Donosy w Mastercooku. Syndyk zatrudniła skazanego?

Przemek Gałecki | Utworzono: 03.08.2014, 11:28 | Zmodyfikowano: 03.08.2014, 09:29
A|A|A

fot. archiwum prw.pl

Krzysztof Iwańczuk kilka miesięcy temu został pełnomocnikiem ds. produkcji i zleceń w zakładzie przy Żmigrodzkiej. W anonimach czytamy, że jest on prawomocnie skazany za przestępstwa gospodarcze. Autor pisze też o możliwym konflikcie interesów - jakoby Iwańczuk blisko współpracował z firmą Master, która być może będzie chciała kupić zakład. Syndyk Teresa Kalisz odpiera zarzuty:

Jednocześnie Teresa Kalisz nie ukrywa, że wcześniej nie znała przeszłości swojego współpracownika i właśnie jest w trakcie kontroli, czy może on zgodnie z prawem pełnić swoje obowiązki. Kto kupi zakład dowiemy się za kilka miesięcy - cena minimalna została określona na 315 mln zł. Jest już zgoda sądu na sprzedaż fabryki i wkrótce rozpocznie się procedura przetargowa.
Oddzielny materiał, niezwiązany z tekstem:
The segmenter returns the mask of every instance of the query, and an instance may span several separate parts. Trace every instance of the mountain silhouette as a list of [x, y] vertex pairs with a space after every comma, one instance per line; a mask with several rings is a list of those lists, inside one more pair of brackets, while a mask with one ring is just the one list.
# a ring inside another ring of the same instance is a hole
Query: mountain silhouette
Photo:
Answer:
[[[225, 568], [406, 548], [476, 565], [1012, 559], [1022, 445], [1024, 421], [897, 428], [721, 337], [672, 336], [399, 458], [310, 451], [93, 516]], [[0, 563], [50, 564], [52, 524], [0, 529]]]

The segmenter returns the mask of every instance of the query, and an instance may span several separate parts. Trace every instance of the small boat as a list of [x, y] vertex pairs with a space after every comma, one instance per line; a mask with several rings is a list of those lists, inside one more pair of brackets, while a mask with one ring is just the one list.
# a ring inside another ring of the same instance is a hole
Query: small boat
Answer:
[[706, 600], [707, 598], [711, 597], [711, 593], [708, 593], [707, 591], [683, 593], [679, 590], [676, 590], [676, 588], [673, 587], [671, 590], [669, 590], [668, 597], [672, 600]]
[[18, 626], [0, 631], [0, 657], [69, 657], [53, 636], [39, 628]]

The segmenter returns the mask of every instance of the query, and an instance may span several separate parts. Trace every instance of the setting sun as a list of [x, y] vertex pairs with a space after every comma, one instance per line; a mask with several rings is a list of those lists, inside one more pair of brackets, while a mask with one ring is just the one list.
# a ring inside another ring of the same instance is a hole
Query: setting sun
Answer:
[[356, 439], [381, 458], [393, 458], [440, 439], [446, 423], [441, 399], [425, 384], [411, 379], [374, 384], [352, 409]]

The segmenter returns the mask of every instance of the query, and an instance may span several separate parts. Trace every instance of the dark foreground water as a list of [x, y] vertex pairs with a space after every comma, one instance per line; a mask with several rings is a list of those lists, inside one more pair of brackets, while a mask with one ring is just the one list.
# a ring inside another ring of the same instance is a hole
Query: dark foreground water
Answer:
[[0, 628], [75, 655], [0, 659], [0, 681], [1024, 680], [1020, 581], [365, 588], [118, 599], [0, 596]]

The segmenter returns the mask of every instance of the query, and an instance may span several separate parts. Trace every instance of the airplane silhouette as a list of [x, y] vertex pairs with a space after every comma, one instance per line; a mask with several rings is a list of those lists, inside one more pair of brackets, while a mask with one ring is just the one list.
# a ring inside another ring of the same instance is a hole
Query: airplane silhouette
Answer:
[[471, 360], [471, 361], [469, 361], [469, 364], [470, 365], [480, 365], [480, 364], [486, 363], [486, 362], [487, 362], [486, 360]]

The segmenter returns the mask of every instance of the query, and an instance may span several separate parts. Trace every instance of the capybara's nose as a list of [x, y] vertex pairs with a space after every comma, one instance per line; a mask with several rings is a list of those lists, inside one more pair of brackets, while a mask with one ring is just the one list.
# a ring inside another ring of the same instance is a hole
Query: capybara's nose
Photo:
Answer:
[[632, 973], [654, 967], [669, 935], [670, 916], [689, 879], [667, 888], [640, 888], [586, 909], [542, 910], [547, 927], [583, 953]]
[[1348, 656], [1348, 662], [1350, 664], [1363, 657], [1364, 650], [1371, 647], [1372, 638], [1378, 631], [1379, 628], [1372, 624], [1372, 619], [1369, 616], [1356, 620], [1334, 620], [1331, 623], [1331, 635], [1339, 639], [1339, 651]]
Zakład jest w stanie upadłości już prawie rok. W międzyczasie udało się uruchomić produkcję dla francuskiego Brandta, jednak nie obyło się też bez zwolnień - w zakładzie zostało 900 z 1200 pracowników. Według naszych informacji, za kilka dni zarząd firmy podpisze kolejny kontrakt, tym razem na asortyment AGD wart 120 mln złotych, który zapewni utrzymanie produkcji do końca roku.